Severe and complex obesity has a negative impact on the psychosocial aspects of health, including HRQL. These aspects of health are as important to consider as clinical outcomes when evaluating interventions to treat severe and complex obesity. Bariatric surgery is the most clinically effective treatment for severe and complex obesity related to weight loss and reduction of co-morbidities. The impact of bariatric surgery on HRQL is less clear-cut. HRQL is often measured using PRO measures. These include generic HRQL measures, such as the SF-36, which are widely used and allow for comparisons with community norms. The SF-36 is the most commonly used HRQL measure in bariatric surgery studies.

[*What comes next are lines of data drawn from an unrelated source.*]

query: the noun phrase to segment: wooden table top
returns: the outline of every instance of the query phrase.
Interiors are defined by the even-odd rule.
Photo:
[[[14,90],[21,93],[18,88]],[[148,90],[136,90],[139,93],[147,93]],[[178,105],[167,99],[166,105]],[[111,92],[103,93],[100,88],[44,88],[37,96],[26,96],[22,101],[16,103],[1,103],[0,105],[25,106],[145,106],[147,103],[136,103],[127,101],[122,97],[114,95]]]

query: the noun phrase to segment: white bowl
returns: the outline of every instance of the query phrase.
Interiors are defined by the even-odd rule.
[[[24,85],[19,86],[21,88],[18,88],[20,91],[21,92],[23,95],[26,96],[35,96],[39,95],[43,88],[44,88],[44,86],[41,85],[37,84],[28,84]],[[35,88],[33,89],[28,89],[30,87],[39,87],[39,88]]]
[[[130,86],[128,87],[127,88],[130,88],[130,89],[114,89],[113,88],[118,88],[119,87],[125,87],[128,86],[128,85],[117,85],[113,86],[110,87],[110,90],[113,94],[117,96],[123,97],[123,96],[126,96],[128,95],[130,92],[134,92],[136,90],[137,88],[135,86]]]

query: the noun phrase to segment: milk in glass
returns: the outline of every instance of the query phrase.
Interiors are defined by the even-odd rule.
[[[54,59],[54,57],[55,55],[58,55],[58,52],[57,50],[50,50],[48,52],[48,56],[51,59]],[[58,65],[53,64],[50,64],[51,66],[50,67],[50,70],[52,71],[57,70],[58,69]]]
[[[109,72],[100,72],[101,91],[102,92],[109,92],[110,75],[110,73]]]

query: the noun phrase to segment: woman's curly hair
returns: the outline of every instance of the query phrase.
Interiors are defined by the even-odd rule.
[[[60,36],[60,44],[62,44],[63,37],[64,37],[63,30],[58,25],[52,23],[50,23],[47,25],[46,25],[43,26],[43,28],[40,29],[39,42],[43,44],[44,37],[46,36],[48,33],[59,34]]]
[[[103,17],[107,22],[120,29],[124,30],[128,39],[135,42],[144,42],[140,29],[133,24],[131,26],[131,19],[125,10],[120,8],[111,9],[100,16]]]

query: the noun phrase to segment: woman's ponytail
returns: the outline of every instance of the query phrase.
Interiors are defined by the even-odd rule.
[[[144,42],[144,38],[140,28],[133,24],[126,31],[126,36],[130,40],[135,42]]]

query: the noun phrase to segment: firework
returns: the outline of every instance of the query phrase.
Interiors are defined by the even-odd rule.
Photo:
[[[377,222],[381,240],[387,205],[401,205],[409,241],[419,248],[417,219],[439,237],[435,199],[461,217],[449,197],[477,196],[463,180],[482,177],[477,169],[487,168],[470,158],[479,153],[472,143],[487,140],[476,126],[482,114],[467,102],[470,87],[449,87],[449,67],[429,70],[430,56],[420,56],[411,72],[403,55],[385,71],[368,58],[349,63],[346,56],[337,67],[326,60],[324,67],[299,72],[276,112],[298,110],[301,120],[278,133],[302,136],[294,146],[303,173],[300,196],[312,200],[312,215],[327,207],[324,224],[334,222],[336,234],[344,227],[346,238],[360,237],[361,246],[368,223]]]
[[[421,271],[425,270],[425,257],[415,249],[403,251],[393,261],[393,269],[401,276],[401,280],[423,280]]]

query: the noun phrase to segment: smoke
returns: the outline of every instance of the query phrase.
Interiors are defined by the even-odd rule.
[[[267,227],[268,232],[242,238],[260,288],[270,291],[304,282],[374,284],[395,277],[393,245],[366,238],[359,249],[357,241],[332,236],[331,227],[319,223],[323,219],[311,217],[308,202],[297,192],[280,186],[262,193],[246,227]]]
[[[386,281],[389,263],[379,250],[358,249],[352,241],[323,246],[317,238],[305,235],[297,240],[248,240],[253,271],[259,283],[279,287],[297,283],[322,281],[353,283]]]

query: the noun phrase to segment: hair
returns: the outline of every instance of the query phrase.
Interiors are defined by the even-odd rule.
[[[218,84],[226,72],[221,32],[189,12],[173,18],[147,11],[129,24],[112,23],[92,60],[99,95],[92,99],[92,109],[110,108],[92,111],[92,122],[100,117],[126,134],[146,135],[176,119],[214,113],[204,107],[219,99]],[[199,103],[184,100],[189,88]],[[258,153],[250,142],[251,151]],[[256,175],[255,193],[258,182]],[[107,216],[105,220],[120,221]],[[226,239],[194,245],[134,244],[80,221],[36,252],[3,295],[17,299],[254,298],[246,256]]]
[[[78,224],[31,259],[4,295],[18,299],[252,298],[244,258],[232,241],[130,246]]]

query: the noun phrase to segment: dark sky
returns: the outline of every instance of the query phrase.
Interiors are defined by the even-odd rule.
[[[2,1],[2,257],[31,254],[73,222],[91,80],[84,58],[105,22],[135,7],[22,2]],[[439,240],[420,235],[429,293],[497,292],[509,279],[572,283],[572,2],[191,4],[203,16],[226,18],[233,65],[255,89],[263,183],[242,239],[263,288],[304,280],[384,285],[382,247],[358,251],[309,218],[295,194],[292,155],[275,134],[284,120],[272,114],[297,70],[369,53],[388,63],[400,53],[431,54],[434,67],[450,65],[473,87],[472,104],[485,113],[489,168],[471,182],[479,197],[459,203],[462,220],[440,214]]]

Studies suggest that the physical components of HRQL may improve more than the mental components, and that peak improvements in HRQL occur 1–2 years after surgery followed by a levelling off by 5 years. It is important to note that data at 5 years are still better than baseline estimates. Obesity-specific measures, however, such as the IWQOL-Lite, may be more sensitive to change in people with severe and complex obesity. These appear to show greater effect sizes than generic HRQL measures after bariatric surgery. However, comparisons of studies have been difficult to undertake due to poor-quality study design and heterogeneity of HRQL measures. These problems limit the ability to make comparisons across different types of bariatric operations. Two large multi-centre RCTs with comprehensive HRQL assessments comparing different types of bariatric procedures are currently in progress which will provide high-quality evidence. The international SQOT initiative building on the BARIACT project is working to standardize HRQL measures to be used in studies evaluating treatments for obesity, which will improve the comparability of future evidence. Psychosocial outcomes of bariatric surgery have also been investigated using qualitative research methods which have helped to provide more depth on the complexities of HRQL change after bariatric surgery. High-quality randomised HRQL data with embedded qualitative research will help to build the evidence base and understanding in this area.